On January 9, Sesta declared his optimism about projects where founders and teams reveal their personal identity, affirming that “tokens from doxxed teams (with hidden identities) will outperform anons. Pay attention.”
Wonderland emerged in space in September 2020 as a fork of Olympus DAO, launching on the Avalanche network. The community calls itself “frogs”, but the decentralized reserve currency protocol has not made any big leaps in the market so far.
According to current data from the website, the protocol has $360 million in total value locked (TVL), while its native asset, TIME, is down nearly 97.5% from all-time highs just two months ago, and 30% lower. today at $355.
In the last week, the founders intervened with a quantitative easing type strategy of pumping millions of dollars into projects in a desperate attempt to stop the price bloodshed.

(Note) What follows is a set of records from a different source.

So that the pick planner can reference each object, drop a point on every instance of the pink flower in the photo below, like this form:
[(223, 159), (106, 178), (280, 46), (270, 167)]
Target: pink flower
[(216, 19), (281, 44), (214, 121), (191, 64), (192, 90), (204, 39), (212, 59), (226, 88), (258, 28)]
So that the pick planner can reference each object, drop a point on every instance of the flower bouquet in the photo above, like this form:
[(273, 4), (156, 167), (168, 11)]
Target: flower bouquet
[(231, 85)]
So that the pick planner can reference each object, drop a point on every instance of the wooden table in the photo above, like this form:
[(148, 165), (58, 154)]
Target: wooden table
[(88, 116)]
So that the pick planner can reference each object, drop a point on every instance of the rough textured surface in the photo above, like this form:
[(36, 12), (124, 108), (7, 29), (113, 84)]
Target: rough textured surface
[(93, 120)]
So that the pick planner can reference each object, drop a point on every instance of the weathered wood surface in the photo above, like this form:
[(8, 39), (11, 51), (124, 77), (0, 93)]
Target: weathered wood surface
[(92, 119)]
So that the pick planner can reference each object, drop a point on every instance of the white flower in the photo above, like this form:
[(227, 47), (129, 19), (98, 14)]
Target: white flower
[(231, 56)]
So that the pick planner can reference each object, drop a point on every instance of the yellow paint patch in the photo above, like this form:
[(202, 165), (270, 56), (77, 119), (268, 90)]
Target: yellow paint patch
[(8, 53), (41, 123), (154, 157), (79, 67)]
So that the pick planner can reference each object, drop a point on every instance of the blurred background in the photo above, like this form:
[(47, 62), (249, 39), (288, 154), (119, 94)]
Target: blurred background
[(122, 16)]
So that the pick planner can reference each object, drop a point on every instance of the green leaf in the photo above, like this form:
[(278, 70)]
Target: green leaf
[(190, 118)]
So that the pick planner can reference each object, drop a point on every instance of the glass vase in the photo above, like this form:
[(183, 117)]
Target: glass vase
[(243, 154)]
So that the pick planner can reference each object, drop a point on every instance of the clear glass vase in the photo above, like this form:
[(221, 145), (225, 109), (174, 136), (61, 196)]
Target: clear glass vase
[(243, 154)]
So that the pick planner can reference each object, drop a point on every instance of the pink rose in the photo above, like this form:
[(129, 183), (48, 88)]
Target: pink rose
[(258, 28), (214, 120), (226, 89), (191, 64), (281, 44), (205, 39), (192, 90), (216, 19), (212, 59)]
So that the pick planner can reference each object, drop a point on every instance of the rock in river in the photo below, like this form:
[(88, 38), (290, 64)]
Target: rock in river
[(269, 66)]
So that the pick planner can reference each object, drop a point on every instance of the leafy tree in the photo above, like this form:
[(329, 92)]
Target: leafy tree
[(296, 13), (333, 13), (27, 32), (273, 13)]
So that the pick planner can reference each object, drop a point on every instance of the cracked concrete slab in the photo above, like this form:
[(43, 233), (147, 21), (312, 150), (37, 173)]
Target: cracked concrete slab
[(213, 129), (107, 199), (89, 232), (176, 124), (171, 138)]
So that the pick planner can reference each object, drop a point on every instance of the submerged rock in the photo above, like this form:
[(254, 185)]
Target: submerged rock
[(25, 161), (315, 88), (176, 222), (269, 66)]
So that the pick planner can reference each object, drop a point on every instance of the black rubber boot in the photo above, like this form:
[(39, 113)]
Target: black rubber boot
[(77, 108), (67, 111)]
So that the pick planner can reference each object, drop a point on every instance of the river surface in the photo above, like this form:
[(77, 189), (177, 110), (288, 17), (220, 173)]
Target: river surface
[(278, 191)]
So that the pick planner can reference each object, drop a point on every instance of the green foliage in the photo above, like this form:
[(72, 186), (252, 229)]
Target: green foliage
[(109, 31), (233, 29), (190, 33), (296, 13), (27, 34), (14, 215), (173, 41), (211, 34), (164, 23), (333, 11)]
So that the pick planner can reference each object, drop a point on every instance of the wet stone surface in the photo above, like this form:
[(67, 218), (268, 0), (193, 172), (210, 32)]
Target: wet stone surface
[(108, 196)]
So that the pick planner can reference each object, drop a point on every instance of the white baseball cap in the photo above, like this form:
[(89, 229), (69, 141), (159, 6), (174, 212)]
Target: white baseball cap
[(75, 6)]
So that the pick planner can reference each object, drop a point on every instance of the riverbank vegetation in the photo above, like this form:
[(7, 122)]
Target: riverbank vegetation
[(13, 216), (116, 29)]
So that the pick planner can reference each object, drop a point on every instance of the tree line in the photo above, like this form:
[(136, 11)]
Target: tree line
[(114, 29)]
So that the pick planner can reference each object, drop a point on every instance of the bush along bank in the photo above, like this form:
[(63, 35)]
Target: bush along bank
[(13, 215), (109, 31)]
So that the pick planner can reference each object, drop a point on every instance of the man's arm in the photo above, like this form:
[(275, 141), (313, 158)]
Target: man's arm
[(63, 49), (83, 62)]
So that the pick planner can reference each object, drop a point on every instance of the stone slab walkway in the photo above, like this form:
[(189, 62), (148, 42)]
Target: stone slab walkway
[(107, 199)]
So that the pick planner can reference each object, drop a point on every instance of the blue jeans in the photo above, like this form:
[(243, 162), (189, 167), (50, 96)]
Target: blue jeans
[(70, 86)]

The QuadrigaCX saga began after the untimely passing of Gerald Cotten, the co-founder of the Canadian-based cryptocurrency exchange in December 2018. In the days that followed, allegations surfaced that more than $145 million of customer funds were misplaced, with the team citing the inability to locate the encrypted passwords. of cold storage wallets.
In the years that followed, an ongoing legal battle began between the estimated 20,000 or so claimants and the exchange, with trust firm Ernst & Young revealing in late 2020 that they only have approximately $29.8 million in assets to distribute compared to the value USD 171 million claim.
The story piqued the interest of streaming and production giant Netflix, which recently announced that a documentary film is in the works that dramatizes the mystery surrounding Cotten’s death and the subsequent financial fallout.
Entitled Trust No One: The Hunt for the Crypto King, the film is set to be released in 2022 and details QuadrigaCX’s suspected malice in orchestrating rug pulls according to countless personal community-based accounts.